Not too subtle (actually not subtle at all), not too ironic, not too interesting either.
Dredd is the shadow of himself. The rookie is a bore and for some reason Psi-Judge Anderson is a nag. Jenkins probably wanted to give the impression she has wits but here she's just a ball breaker.
Art and colours are good though. But this book is still a miss.
All the quality we've come to expect from Paul Jenkins, ie none whatsoever. Dredd is intransigent and implacable, sure, but here he's a fool and a bully, only reined in by good cop Anderson, though she's uncharacteristically annoying herself; it reads like the treatment for a third, even worse film. Nor is the grasp on their city any better, being based around an underclass engineered to deal with the waste of a city that is apparently not really into recycling - because it's not as if Resyk has been a fixture of the setting for decades, is it? All of this being the handle for a plotline about anti-immigrant demagogues that's been done with more flair a hundred times before, even in real life. I only read it because the Megazine has been carrying the mostly misbegotten IDW Dredd comics in its reprint slot; this, mercifully, looks to be the last, as if to show us quite how unappetising the dregs were getting, a story about a build-up of sludge that's married form and content.
This was just not good. Art was nice, but it was just so boring. The whole Trump thing was also lame. This seemed like an activism piece disguised as a Dredd story. Read any other Dredd arc, this is not worth your money or time.

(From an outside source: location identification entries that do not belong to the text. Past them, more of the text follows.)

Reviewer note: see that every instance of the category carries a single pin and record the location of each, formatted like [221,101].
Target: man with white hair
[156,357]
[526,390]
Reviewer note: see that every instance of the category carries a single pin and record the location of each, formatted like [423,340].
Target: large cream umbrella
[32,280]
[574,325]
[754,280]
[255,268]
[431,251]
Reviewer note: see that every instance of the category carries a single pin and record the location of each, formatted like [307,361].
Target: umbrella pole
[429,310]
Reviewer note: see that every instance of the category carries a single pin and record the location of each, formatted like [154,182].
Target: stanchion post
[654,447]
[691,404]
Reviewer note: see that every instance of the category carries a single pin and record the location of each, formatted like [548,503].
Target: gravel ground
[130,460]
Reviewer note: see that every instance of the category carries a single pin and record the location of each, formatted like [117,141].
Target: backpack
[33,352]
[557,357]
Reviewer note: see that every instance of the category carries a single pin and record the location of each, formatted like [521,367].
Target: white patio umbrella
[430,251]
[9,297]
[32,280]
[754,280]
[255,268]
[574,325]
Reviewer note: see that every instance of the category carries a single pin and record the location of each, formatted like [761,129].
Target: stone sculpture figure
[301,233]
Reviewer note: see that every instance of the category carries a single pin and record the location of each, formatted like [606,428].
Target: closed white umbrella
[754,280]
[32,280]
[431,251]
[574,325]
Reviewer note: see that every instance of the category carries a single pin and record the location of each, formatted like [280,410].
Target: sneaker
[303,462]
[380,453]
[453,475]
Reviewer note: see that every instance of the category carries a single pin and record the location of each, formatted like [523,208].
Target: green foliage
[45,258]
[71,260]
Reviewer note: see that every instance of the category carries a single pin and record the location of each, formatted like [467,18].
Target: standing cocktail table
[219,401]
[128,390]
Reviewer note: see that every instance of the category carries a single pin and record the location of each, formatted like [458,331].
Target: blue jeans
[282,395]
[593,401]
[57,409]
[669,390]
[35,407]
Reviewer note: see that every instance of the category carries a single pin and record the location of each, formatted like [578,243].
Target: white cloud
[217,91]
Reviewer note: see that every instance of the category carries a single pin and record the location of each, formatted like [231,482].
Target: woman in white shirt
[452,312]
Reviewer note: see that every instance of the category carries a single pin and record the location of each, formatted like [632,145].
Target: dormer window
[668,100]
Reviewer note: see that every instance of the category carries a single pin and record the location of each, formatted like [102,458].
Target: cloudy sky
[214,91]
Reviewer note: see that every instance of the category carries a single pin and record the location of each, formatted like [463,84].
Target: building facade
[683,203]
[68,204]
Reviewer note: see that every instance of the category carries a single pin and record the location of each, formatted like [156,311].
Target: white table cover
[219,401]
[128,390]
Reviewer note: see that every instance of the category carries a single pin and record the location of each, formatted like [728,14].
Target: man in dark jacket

Anderson was also annoying, literally on every page she was either shitting on Dredd or the rookie judge. Was looking forward to reading this, but what a disappointment...
This was a cracking little story. The tale is a classic slice of the mega city I've not seen before. It does that wonderful thing of expanding the universe without too much exposition. The story is the exposition and I liked of for that.
The characters are all great. Dredd is old school so it's not nuanced but Anderson really shines. There are moments aged her pithy comments make the story. The very last line in particular made me laugh and smile. All the characters are good.
While the story is solid the twist is a bit obvious, the brutal way the twist is dealt with however is fully on point.
As ever the story is also a wonderful comment on society and fear. The many meanings of the title are explored.
The action was good, the pace brilliant and the story layered. If was great.
It's alright. Art was good, story was good. It felt a little undercut by making Donald Trump the villain. I get he's a negative symbol to most people, but it might make the book a little dated when the majority of dumb senseless mob violence is from the consistently from the opposite side. Regardless, the book was decent enough. Fun flowing read to knock out in one sitting. Dredd, Anderson, and Judge kiss ass played off each other well. I'd recommend reading this.
Loved the satire that's more focused on racial hypocrisy than on environmental concern and the direct jab at the founder of the Alt-Right Movement. Plus, a couple moments had me bursting in laughter like the streets bursting with sewage. I don't think I can tire of Judge Anderson's wit after this.
Aunque resulta un tanto confuso en ocasiones, toca muchos de los temas controvertidos de Dredd y eso lo convierte en un buen ejemplo de por qué leer cómics de 2000AD.